Food is not just about taste, we know. But how much it depends on visual stimuli was a surprise to me. And so were a few other things I didn't expect and which I can't forget.
A couple of years ago I was in Zurich and heard about a restaurant called Blinde Kuh (Blind Cow). It was almost impossible to get a reservation there, but my friend Belle and I prevailed.
We took a streetcar from our hotel to a residential part of the city as dusk was falling. For a while we couldn't find the place, as it was on a side street. We got a bit panicky as our reservation was hard-fought and someone else was bound to take it if we didn't get there on time.
Finally, a small building with a cow on the sign.
We announced ourselves, deposited our belongings in a locker in the reception area, and waited.
Heidi, our waitress, came to fetch us. She wore an apron. She smiled and led us through a doorway and then through heavy drapes to another doorway and into a room of total, pitch-black darkness. Not a modicum of light. There weren't even lighted exit signs. Our eyes never got used to the light because there was none. If you tend to have claustrophobia or would worry about what would happen in a fire, this place wouldn't be for you.
Heidi sat us down on benches at a long, communal table, facing each other. I could hear others nearby. We didn't want her to leave us.

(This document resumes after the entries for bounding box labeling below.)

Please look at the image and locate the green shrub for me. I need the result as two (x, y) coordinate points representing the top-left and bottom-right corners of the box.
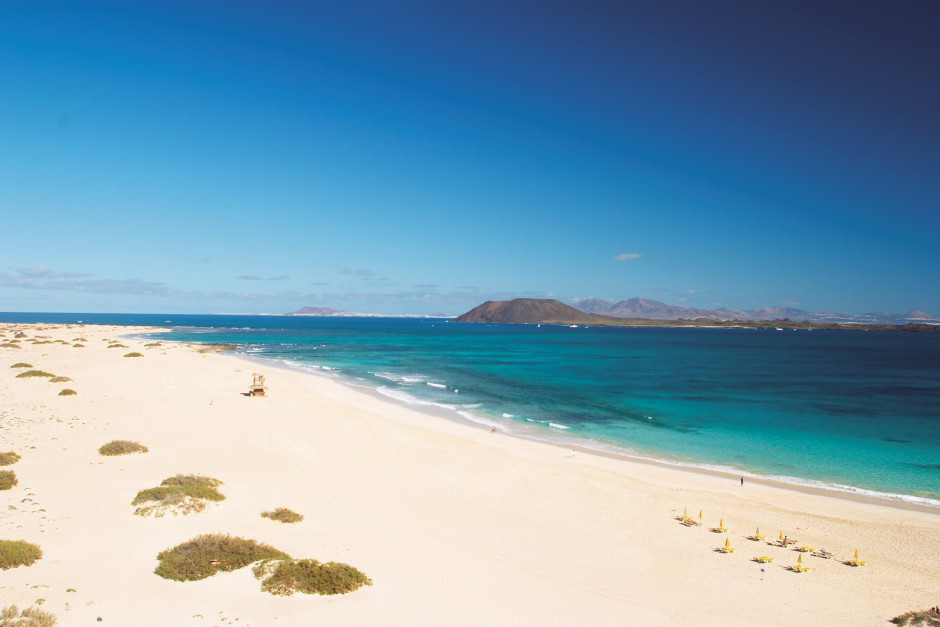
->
(0, 605), (56, 627)
(0, 540), (42, 570)
(252, 559), (372, 596)
(0, 470), (19, 490)
(154, 534), (290, 581)
(261, 507), (304, 523)
(98, 440), (147, 455)
(131, 475), (225, 516)
(16, 370), (55, 379)
(888, 611), (940, 627)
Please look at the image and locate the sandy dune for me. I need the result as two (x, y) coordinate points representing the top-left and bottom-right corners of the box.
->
(0, 325), (940, 626)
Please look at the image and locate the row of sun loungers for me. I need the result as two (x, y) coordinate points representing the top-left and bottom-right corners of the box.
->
(676, 509), (866, 573)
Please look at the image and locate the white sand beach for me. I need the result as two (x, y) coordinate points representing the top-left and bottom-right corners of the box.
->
(0, 324), (940, 627)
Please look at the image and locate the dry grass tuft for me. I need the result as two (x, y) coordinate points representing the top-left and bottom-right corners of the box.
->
(253, 559), (372, 596)
(0, 470), (19, 490)
(98, 440), (147, 455)
(0, 540), (42, 570)
(154, 534), (290, 581)
(131, 475), (225, 518)
(261, 507), (304, 523)
(16, 370), (55, 379)
(0, 605), (56, 627)
(888, 611), (940, 627)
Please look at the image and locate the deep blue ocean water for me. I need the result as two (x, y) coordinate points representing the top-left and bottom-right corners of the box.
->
(0, 314), (940, 506)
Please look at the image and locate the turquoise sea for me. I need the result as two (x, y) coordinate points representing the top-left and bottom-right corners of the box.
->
(0, 314), (940, 507)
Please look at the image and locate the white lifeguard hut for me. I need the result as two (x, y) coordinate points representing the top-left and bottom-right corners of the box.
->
(248, 373), (265, 396)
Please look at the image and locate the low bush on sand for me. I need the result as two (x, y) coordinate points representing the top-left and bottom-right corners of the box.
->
(0, 540), (42, 570)
(131, 475), (225, 517)
(261, 507), (304, 523)
(252, 559), (372, 596)
(0, 470), (18, 490)
(0, 605), (56, 627)
(98, 440), (147, 455)
(888, 611), (940, 627)
(16, 370), (55, 379)
(154, 534), (290, 581)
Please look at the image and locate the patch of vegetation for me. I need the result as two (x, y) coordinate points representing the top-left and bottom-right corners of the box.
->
(16, 370), (55, 379)
(0, 540), (42, 570)
(0, 605), (56, 627)
(888, 611), (940, 627)
(0, 470), (18, 490)
(252, 559), (372, 596)
(261, 507), (304, 523)
(131, 475), (225, 516)
(154, 534), (290, 581)
(98, 440), (148, 455)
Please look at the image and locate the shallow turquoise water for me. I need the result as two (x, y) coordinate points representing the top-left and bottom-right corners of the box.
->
(0, 314), (940, 506)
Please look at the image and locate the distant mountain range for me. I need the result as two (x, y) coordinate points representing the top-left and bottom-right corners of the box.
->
(454, 298), (940, 332)
(574, 298), (940, 325)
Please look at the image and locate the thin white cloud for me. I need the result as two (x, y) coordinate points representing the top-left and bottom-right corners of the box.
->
(235, 274), (290, 281)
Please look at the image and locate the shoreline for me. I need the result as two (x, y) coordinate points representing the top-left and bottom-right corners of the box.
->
(160, 336), (940, 515)
(0, 325), (940, 627)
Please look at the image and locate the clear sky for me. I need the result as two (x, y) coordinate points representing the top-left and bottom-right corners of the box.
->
(0, 0), (940, 316)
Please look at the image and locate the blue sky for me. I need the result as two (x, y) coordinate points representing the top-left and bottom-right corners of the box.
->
(0, 0), (940, 316)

Oh, and Heidi was blind. All the servers were. I guess it was a chance for blind people to find employment that they couldn't otherwise have.
The blind leading the temporarily blind.
The courses were served one at a time. We ate, our hands tentatively reaching to the plate to awkwardly bring food to our mouths. Heidi would help us find the fork or spoon. We groped for the glass. We held on to the plate. We measured with a fork to judge how much was left.
Soup, roasted potatoes and meat. Veal? Chicken? Bread, and butter, which we spread messily. Some pudding for dessert. Vanilla? I can't remember. It tasted like vanilla but it might have been chocolate. Maybe it wasn't pudding but it seemed that way. None of the food tasted very good. Bland, bad texture. Indiscernible tastes and textures.
I forgot what we drank, but I remember not wanting alcohol.
We heard others talking in foreign languages, but I heard no other English words fly into the darkness besides ours. There was laughter at many tables and a birthday celebration going on.
Belle and I felt connected in the darkness, toes touching on purpose, just to be sure we were there. She is a quiet, conservative woman. She hadn't opened up much to me, as we were casual friends. But through the course of the meal she talked about her family, her husband, her stock portfolio, her mother, her fears. I can't believe she talked so much about personal things, feelings, doubts.
When the meal was over, Heidi led us outside to the lockers slowly, our eyes adjusting to the light. She smiled as we said goodbye and she walked to another couple who was coming in.
I realized that the darkness of that room was the condition she endured all of the time. I never realized the depth of blindness as much as I did that moment.
Belle and I left, and took a cab back to the hotel. We were both quiet.
"I said a lot in there," she said.
"Yes, but now we're outside. No worry."
We never talked again of what she told me, and how the darkness bonded us. We were in the light again.
I often think of that dinner. How the food lost its taste. How dark it can be. But what I remember most of all, by far, is Heidi leading us into a darkness from which she never leaves.